Vers de nouvelles relations entre hommes et femmes

L’oppression des femmes n’est pas récente, le caractère patriarcal de la société, et les avantages que les hommes peuvent en tirer, plongent leurs racines bien au-delà des formes sociales actuelles de celle-ci. Le rapport inégal homme-femmes traverse aujourd’hui tous les champs du social, tous les moments de la vie d’une femme ou d’un homme.

La lutte pour en finir avec le caractère patriarcal et oppressif de la société pour les femmes est un objectif important auquel nous devons nous attacher.

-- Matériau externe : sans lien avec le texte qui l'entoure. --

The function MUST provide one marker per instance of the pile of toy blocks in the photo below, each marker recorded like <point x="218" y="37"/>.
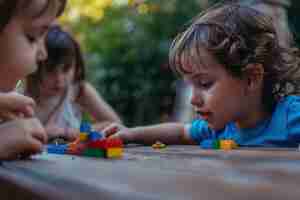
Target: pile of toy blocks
<point x="90" y="143"/>
<point x="225" y="144"/>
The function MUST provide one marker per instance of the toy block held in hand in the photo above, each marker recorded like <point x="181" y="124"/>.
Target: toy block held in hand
<point x="158" y="145"/>
<point x="114" y="152"/>
<point x="228" y="144"/>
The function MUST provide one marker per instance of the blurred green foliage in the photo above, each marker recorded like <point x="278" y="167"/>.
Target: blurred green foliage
<point x="126" y="49"/>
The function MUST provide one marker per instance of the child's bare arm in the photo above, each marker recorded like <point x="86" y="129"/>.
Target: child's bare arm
<point x="21" y="137"/>
<point x="15" y="104"/>
<point x="92" y="102"/>
<point x="168" y="133"/>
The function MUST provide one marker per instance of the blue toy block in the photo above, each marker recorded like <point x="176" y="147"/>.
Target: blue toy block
<point x="207" y="144"/>
<point x="94" y="135"/>
<point x="57" y="149"/>
<point x="85" y="127"/>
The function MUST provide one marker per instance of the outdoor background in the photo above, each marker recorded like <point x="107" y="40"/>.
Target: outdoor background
<point x="126" y="44"/>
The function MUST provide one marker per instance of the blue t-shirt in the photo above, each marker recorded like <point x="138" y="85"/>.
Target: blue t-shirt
<point x="282" y="129"/>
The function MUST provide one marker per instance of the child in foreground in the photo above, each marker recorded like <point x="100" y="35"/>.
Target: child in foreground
<point x="242" y="83"/>
<point x="23" y="26"/>
<point x="61" y="92"/>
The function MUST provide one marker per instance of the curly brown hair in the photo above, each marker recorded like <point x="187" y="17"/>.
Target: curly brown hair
<point x="238" y="35"/>
<point x="9" y="8"/>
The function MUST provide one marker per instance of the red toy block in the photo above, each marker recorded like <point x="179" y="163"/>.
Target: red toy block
<point x="106" y="143"/>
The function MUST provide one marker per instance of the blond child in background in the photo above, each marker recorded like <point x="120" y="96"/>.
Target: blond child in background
<point x="242" y="82"/>
<point x="61" y="92"/>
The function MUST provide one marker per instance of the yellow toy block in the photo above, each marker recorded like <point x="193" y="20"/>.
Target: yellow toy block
<point x="114" y="152"/>
<point x="83" y="137"/>
<point x="158" y="145"/>
<point x="228" y="144"/>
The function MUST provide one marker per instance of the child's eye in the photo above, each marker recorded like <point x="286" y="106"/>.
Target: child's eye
<point x="31" y="38"/>
<point x="206" y="85"/>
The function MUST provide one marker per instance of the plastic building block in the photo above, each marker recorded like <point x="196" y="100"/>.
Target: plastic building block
<point x="97" y="144"/>
<point x="94" y="135"/>
<point x="112" y="143"/>
<point x="228" y="144"/>
<point x="85" y="127"/>
<point x="56" y="149"/>
<point x="114" y="153"/>
<point x="76" y="149"/>
<point x="94" y="152"/>
<point x="158" y="145"/>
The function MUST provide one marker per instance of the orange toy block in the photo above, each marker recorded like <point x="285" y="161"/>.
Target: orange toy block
<point x="114" y="152"/>
<point x="228" y="144"/>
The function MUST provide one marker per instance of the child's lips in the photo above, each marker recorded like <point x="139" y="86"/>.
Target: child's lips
<point x="204" y="115"/>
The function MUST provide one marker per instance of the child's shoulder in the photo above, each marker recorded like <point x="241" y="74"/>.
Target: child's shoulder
<point x="291" y="102"/>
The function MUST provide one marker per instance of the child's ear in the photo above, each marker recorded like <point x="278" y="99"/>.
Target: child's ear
<point x="254" y="75"/>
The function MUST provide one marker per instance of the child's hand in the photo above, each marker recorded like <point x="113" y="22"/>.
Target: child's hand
<point x="21" y="137"/>
<point x="115" y="130"/>
<point x="16" y="104"/>
<point x="69" y="134"/>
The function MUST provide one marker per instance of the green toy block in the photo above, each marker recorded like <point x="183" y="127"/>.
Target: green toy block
<point x="94" y="153"/>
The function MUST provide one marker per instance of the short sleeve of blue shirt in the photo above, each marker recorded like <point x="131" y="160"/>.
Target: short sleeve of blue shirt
<point x="282" y="129"/>
<point x="293" y="119"/>
<point x="199" y="131"/>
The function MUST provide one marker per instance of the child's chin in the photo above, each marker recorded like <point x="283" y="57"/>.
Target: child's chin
<point x="215" y="127"/>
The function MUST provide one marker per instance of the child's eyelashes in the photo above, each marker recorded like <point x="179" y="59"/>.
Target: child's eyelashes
<point x="31" y="38"/>
<point x="205" y="85"/>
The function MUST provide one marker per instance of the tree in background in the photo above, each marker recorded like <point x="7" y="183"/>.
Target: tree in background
<point x="126" y="45"/>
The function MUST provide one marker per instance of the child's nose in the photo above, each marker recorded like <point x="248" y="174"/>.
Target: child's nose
<point x="42" y="52"/>
<point x="196" y="98"/>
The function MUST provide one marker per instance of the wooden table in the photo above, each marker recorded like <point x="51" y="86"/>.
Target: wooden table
<point x="178" y="172"/>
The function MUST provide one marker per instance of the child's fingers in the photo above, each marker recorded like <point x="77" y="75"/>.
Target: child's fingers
<point x="28" y="111"/>
<point x="110" y="130"/>
<point x="38" y="132"/>
<point x="35" y="146"/>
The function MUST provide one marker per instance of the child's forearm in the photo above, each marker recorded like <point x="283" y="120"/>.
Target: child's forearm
<point x="168" y="133"/>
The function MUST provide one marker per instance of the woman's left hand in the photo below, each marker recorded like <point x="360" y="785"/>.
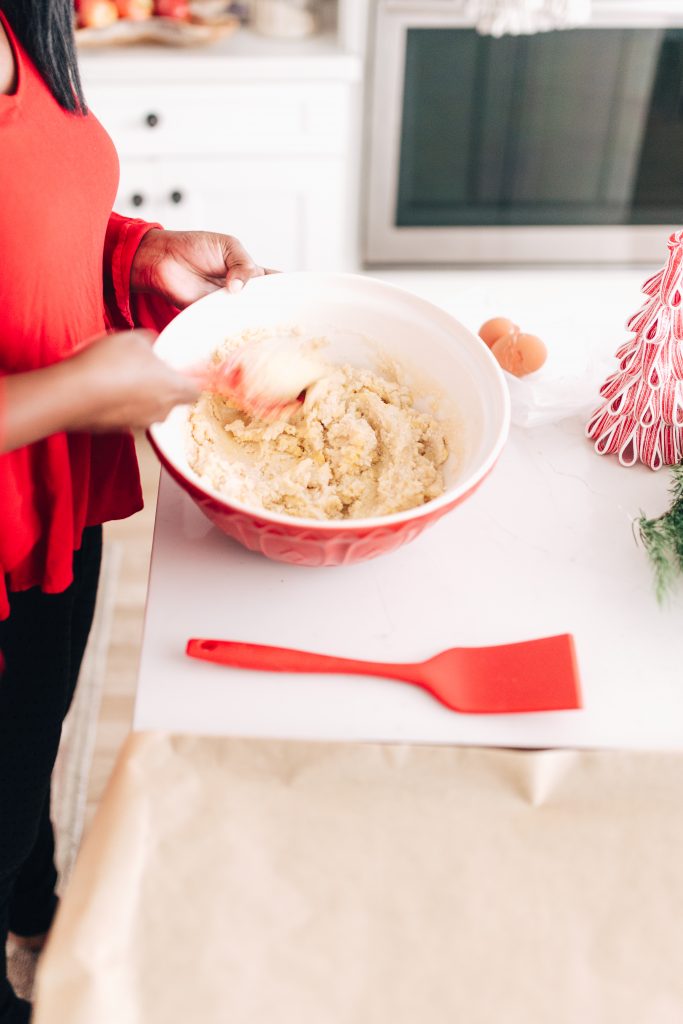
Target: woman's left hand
<point x="182" y="266"/>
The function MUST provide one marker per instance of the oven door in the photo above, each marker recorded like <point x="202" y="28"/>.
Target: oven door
<point x="561" y="146"/>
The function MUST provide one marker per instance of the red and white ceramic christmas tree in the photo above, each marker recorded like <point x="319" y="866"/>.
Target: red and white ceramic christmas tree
<point x="641" y="418"/>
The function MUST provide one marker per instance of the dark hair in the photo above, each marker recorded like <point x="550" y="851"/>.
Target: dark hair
<point x="45" y="29"/>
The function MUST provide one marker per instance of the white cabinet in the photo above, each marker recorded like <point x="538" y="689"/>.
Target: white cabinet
<point x="290" y="213"/>
<point x="259" y="147"/>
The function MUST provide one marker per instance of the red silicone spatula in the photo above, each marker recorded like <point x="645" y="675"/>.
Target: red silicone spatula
<point x="536" y="675"/>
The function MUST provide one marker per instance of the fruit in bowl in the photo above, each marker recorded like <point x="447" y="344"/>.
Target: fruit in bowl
<point x="366" y="325"/>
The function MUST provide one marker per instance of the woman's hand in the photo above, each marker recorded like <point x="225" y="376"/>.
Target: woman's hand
<point x="129" y="385"/>
<point x="116" y="383"/>
<point x="182" y="266"/>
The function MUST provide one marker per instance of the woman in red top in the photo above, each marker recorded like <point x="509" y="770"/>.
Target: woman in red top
<point x="70" y="271"/>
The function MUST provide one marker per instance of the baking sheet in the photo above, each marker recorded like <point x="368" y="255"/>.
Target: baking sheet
<point x="251" y="882"/>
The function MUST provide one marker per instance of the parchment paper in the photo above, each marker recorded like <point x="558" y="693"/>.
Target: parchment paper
<point x="233" y="882"/>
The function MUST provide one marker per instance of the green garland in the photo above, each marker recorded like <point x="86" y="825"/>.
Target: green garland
<point x="663" y="538"/>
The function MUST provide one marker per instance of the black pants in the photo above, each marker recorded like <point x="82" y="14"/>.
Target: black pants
<point x="43" y="643"/>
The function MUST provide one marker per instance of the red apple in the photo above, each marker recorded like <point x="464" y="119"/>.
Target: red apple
<point x="134" y="10"/>
<point x="96" y="13"/>
<point x="173" y="8"/>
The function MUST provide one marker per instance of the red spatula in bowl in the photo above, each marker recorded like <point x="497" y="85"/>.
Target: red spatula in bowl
<point x="535" y="675"/>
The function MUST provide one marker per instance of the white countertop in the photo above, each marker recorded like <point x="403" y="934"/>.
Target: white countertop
<point x="241" y="57"/>
<point x="545" y="546"/>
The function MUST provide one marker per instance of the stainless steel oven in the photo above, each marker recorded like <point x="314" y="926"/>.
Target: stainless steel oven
<point x="559" y="146"/>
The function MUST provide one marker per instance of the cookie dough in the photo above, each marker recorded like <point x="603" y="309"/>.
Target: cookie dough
<point x="357" y="446"/>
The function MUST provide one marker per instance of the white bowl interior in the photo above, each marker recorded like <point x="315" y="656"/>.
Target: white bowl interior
<point x="361" y="318"/>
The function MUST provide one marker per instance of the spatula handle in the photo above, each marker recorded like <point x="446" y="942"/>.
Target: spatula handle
<point x="253" y="655"/>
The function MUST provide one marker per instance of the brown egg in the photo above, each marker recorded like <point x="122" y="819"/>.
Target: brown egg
<point x="496" y="328"/>
<point x="520" y="354"/>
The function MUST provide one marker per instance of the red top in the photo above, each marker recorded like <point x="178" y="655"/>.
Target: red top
<point x="58" y="177"/>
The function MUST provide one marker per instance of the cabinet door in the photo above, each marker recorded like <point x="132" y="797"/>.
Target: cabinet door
<point x="290" y="214"/>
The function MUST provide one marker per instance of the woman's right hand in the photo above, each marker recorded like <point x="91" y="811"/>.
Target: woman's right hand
<point x="126" y="385"/>
<point x="116" y="383"/>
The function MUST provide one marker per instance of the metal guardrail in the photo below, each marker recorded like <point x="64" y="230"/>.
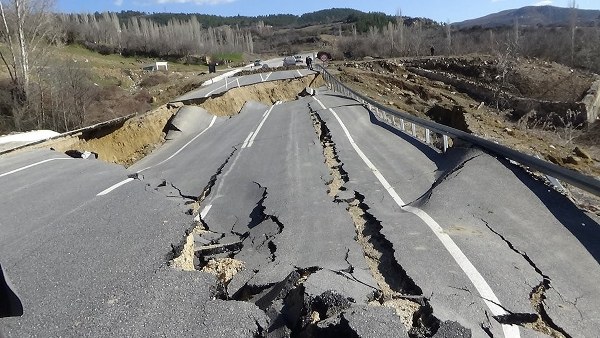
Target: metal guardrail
<point x="587" y="183"/>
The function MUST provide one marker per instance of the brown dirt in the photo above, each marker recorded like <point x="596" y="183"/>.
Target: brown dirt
<point x="268" y="93"/>
<point x="136" y="138"/>
<point x="391" y="84"/>
<point x="224" y="268"/>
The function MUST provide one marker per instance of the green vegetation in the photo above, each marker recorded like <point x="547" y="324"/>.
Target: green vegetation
<point x="234" y="57"/>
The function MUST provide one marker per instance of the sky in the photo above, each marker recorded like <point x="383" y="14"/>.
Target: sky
<point x="438" y="10"/>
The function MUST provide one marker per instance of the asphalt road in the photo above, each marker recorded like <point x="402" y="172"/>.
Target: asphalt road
<point x="332" y="215"/>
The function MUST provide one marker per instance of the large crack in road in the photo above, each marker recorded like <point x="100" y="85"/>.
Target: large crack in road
<point x="396" y="289"/>
<point x="539" y="321"/>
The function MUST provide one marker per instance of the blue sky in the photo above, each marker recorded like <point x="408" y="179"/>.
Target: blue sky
<point x="439" y="10"/>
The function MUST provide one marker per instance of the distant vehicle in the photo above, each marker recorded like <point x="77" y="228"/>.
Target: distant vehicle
<point x="289" y="61"/>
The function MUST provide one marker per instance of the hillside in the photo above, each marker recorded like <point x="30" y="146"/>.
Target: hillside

Il y a le travail qu’on paie et celui qu’on ne paie pas. La société actuelle met le premier en avant. Tout travail qui n’est pas directement générateur de profits est dévalorisé, voire ignoré. En effet, le travail effectué dans le secteur « non monétaire », notamment domestique au sens large, incluant des pans importants de l’éducation et des soins donnés à des tiers, est principalement fourni par les femmes. Or, ce travail n’est presque jamais pris en compte dans les théories, analyses et programmes économiques usuels Et ce choix politique, malgré les progrès de l’égalité formelle, entretient l’oppression des femmes.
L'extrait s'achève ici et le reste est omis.